Reviewer #1 (Public review):
This work derives a general theory of optimal gain modulation in neural populations. It demonstrates that population homeostasis is a consequence of optimal modulation for information maximization with noisy neurons. The developed theory is then applied to the distributed distributional code (DDC) model of the primary visual cortex to demonstrate that homeostatic DDCs can account for stimulus-specific adaptation.
What I consider to be the most important contribution of this work is the unification of efficient information transmission in neural populations with population homeostasis. The former is an established theoretical framework, and the latter is a well-known empirical phenomenon - the relationship between them has never been fully clarified. I consider this work to be an interesting and relevant step in that direction.
The theory proposed in the paper is rigorous and the analysis is thorough. The manuscript begins with a general mathematical setting to identify normative solutions to the problem of information maximization. It then gradually builds towards questions about approximate solutions, neural implementation and plausibility of these solutions, applications of the theory to specific models of neural computation (DDC), and finally comparisons to experimental data in V1. Such a connection of different levels of abstraction is an obvious strength of this work.
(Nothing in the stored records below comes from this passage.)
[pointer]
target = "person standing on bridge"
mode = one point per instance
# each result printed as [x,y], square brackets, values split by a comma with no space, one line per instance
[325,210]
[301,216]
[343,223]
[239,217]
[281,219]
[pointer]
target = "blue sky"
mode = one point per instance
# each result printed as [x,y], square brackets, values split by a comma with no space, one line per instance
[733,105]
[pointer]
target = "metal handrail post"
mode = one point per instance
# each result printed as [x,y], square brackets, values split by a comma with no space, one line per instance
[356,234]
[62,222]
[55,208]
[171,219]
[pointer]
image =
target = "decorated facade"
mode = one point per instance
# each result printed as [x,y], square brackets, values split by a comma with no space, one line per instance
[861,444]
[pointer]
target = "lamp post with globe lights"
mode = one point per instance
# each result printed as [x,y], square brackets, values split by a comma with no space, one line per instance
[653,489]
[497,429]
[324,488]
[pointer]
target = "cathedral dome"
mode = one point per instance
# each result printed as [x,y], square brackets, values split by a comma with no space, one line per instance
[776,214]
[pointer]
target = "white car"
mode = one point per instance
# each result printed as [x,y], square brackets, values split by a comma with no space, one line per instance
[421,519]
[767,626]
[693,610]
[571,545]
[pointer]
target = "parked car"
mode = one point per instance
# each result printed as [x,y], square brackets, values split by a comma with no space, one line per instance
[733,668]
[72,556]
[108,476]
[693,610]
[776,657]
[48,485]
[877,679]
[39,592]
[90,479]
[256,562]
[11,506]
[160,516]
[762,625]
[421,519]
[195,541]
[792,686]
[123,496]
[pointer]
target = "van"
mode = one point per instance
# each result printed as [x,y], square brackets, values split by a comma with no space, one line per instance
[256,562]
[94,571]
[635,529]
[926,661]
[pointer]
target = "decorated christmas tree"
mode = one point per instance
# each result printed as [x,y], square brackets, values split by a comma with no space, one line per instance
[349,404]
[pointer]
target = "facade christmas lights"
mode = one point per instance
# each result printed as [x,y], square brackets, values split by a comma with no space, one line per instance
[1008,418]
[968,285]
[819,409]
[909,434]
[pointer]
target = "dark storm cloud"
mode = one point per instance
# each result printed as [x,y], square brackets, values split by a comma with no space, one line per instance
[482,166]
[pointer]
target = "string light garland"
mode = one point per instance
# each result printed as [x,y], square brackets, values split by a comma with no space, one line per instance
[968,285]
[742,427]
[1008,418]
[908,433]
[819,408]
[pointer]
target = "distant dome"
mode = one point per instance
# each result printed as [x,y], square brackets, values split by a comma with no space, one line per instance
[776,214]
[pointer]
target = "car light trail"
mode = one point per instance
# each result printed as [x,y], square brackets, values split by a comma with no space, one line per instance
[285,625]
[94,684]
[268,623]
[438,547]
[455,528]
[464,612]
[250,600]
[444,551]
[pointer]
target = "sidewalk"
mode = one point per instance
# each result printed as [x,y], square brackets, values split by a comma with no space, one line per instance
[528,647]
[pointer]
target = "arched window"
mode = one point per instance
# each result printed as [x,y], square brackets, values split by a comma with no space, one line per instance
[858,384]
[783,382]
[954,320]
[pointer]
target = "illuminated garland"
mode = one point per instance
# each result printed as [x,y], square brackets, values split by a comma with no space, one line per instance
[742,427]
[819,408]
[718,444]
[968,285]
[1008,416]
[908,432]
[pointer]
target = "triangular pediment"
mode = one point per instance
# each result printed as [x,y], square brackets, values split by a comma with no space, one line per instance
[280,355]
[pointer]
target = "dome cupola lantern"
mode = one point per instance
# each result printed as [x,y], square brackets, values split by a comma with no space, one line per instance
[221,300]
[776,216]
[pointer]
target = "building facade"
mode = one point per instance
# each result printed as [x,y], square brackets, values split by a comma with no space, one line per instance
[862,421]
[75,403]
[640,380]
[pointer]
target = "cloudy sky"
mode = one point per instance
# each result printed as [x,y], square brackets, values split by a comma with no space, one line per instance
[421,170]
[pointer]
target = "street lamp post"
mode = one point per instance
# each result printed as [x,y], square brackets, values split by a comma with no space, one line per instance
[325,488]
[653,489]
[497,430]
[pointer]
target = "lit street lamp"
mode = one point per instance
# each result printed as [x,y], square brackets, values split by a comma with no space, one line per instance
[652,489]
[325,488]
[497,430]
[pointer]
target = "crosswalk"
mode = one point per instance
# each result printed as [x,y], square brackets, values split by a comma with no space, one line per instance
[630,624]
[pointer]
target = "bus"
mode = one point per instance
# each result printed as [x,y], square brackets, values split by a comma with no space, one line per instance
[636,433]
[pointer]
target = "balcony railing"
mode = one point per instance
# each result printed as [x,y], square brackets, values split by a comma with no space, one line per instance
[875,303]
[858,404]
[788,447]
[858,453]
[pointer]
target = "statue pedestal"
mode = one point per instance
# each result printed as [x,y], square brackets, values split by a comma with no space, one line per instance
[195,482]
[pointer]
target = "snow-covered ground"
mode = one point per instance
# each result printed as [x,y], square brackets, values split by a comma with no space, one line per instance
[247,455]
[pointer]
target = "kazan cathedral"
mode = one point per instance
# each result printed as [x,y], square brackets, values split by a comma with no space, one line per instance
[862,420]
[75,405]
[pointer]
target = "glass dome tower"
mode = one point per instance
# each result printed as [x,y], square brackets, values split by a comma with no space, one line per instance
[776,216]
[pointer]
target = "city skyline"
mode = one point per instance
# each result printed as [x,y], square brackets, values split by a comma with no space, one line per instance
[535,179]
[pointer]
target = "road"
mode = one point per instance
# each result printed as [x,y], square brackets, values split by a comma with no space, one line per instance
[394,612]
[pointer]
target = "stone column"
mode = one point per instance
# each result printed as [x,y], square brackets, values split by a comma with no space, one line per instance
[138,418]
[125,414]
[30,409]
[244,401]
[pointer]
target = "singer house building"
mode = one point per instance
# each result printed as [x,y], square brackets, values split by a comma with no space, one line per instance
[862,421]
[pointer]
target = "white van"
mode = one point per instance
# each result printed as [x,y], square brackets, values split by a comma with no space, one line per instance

Overall I find this contribution interesting and assess it positively. At the same time, I have three major points of criticism, which I believe the authors should address. I list them below, followed by a number of more specific comments and feedback.
Major comments:
(1) Interpretation of key results and relationship between different parts of the manuscript. The manuscript begins with an information-transmission ansatz which is described as "independent of the computational goal" (e.g. p. 17). While information theory indeed is not concerned with what quantity is being encoded (e.g. whether it is sensory periphery or hippocampus), the goal of the studied system is to *transmit* the largest amount of bits about the input in the presence of noise. In my view, this does not make the proposed framework "independent of the computational goal". Furthermore, the derived theory is then applied to a DDC model which proposes a very specific solution to inference problems. The relationship between information transmission and inference is deep and nuanced. Because the writing is very dense, it is quite hard to understand how the information transmission framework developed in the first part applies to the inference problem. How does the neural coding diagram in Figure 3 map onto the inference diagram in Figure 10? How does the problem of information transmission under constraints from the first part of the manuscript become an inference problem with DDCs? I am certain that authors have good answers to these questions - but they should be explained much better.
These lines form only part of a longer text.